Nanoparticle Targeting Strategies for Lipid and Polymer-Based Gene Delivery to Immune Cells In Vivo
- PMID: 40212067
- PMCID: PMC11935263
- DOI: 10.1002/smsc.202400248
Nanoparticle Targeting Strategies for Lipid and Polymer-Based Gene Delivery to Immune Cells In Vivo
Abstract
Lipid nanoparticles and polymeric nanoparticles are promising biomaterial platforms for robust intracellular DNA and mRNA delivery, highlighted by the widespread use of nanoparticle- (NP) based mRNA vaccines to help end the COVID-19 pandemic. Recent research has sought to adapt this nanotechnology to transfect and engineer immune cells in vivo. The immune system is an especially appealing target due to its involvement in many different diseases, and ex vivo-engineered immune cell therapies like chimeric antigen receptor (CAR) T therapy have already demonstrated remarkable clinical success in certain blood cancers. Although gene delivery can potentially address some of the cost and manufacturing concerns associated with current autologous immune cell therapies, transfecting immune cells in vivo is challenging. Not only is extrahepatic NP delivery to lymphoid organs difficult, but immune cells like T cells have demonstrated particular resistance to transfection. Despite these challenges, the modular nature of NPs allows researchers to examine critical structure-function relationships between a particle's properties and its ability to specifically engineer immune cells in vivo. Herein, several nanomaterial components are outlined, including targeting ligands, nucleic acid cargo, chemical properties, physical properties, and the route of administration to specifically target NPs to immune cells for optimal in vivo transfection.

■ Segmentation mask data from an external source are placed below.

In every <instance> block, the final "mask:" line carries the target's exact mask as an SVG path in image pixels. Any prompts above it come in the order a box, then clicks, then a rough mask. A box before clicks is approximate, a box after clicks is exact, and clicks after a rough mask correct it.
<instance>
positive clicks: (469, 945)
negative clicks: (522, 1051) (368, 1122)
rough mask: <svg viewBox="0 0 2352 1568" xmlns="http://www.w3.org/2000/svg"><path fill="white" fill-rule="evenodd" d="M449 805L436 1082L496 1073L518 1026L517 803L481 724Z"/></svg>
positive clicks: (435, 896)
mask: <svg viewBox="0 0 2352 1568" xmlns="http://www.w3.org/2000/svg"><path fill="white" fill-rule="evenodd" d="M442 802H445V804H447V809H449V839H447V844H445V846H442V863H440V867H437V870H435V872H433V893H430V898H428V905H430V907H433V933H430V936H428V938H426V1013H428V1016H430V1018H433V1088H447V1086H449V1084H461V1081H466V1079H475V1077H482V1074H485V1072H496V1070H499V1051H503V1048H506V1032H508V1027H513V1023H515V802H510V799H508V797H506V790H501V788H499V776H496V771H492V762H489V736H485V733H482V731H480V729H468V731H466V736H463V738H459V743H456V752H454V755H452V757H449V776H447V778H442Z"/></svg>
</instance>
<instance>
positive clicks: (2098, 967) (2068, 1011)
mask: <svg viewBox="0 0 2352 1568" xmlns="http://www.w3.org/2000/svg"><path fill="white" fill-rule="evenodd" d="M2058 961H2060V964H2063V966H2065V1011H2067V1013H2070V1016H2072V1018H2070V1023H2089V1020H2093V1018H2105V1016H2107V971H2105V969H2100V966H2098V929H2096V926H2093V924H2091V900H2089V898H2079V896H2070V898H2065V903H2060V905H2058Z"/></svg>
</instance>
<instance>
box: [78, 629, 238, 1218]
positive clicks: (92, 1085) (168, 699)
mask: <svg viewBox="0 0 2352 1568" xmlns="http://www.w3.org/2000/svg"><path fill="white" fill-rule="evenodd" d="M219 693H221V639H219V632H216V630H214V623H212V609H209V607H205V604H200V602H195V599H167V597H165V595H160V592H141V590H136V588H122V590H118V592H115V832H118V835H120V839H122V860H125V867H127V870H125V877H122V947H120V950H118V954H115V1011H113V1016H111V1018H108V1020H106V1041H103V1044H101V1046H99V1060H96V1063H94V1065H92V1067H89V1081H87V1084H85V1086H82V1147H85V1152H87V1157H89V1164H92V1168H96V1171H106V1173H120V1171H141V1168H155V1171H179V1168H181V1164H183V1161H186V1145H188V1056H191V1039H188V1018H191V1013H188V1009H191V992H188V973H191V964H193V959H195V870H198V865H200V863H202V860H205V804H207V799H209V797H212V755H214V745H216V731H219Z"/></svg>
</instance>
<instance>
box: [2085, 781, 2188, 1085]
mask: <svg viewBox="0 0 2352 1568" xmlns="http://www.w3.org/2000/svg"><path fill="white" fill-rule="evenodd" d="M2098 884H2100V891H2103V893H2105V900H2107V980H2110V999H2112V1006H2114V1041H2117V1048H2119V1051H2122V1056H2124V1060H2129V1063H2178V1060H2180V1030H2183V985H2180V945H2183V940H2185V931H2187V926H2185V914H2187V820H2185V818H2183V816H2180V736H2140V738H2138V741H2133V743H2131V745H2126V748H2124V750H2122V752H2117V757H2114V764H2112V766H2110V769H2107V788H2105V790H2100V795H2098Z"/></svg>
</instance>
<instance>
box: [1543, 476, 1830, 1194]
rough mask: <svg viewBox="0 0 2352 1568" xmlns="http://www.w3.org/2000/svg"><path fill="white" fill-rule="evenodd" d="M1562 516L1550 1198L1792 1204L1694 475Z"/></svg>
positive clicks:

Keywords: biomaterials; biotechnology; gene delivery; immunoengineering; nanotechnology.
© 2024 The Author(s). Small Science published by Wiley‐VCH GmbH.
Conflict of interest statement
J.J.G. is a co‐founder, manager and CTO of Dome Therapeutics, co‐founder, board member and CSO of Cove Therapeutics, co‐founder of WyveRNA Therapeutics, and on the scientific advisory board of Mana.bio. These potential competing interests are managed by the Johns Hopkins committee on outside interests.